Giant robots are a trope closely tied to images of anime in popular culture, and I can never get enough of them. But it’s no stretch to say that they don’t have quite the firm grip that they used to, with a handful of major exceptions like Gundam and Evangelion. This is why the Fall 2021 anime season feels so unusual—not one, not two, but as many six mecha series debuted in October. Rather than feeling like the harbinger of a genre revival, they seem to be taking different routes to using giant robots as selling points.

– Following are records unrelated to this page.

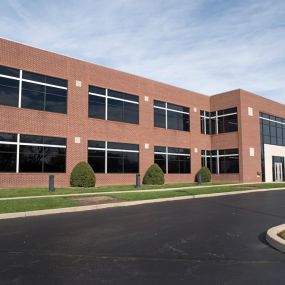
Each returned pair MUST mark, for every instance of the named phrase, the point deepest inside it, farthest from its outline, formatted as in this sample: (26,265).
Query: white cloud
(206,46)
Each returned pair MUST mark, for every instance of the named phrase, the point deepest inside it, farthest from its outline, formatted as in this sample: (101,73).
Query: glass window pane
(160,159)
(115,162)
(96,158)
(31,159)
(159,118)
(56,104)
(9,92)
(131,162)
(8,158)
(32,100)
(96,107)
(54,159)
(97,90)
(9,71)
(115,110)
(131,113)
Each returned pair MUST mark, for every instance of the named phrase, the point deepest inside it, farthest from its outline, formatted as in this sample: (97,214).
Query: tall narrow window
(8,152)
(221,161)
(222,121)
(113,105)
(171,116)
(24,89)
(113,157)
(172,160)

Muv-Luv Alternative fills the role of adapting a work that already has an established fanbase, though the story of how Muv-Luv became associated with giant robots is a strange one. Originally a purely school-romance-themed visual novel, a series of alternate-universe side stories eventually led to Muvluv Alternative and the fight against aliens. It’s a lot like how Magical Girl Lyrical Nanoha is a spin-off of the visual novel Triangle Hearts.
Megaton Musashi is also based on a video game, but instead of tapping into a long-existing fandom, Megaton Musashi seems to be functioning more as a commercial for the original. The series is by game developers Level-5, and it has a lot more of a children’s shounen battle anime feel compared to everything else on this list. It’s a shame that this is the only series not being officially subtitled in English, as the premise of delinquents with a giant robot is actually quite entertaining.
AMAIM Warrior at the Borderline
It’s not all adaptations, as AMAIM Warrior at the Borderline is the latest attempt by Sunrise to establish another franchise, and follows in the steps of shows like Code Geass, Valvrave the Liberator, and Cross Ange. Sunrise is the studio behind the enduring juggernaut that is Gundam, and every so often, we see a push to try to further its dominance in the mecha-genre space.
Ancient Girl’s Frame
Ancient Girl’s Frame is actually a Japanese-Chinese co-production, but rather than just a monetary influence on the Chinese side, the work itself reflects the fact that it’s an international co-production. It’s noticeable in a variety of places, from the Chinese-language theme songs to environmental aesthetic flourishes. The series reminds me a lot of RWBY in the sense that it feels like a mishmash of popular things the creators enjoy, with giant robots being one of those elements.
Rather than grand, epic battles, Sakugan is more of a father-daughter story with a surrounding giant robot aesthetic. While the motifs of drilling and exploration call to mind Gurren-Lagann, the show feels like it sometimes has more in common with the home-cooking anime Sweetness & Lightning or last year’s Deca-Dence. Personally, I think this series has the most potential to become a classic.
And as for the final series I’ll be talking about, Rumble Garandoll literally has a world where the heroes use mecha because of their ties to otaku culture—the series takes place in a world where otaku hobbies are banned. Arguably more than any other series mentioned, Rumble Garandoll embraces giant robots as a part of anime history, while also mashing it with other established tropes.
The Biiiiiig Picture
Six giant robot anime have emerged in Fall 2021. While none of them are likely to shake the world or the foundations of anime, they each approach the concept of giant robots differently from both storytelling and production perspectives. Whether they’re adaptations or original works, and whether they’re trying to forge new ideas or work with well-worn tropes, they provide some hope that the mecha genre can still have a place if it adapts to the times.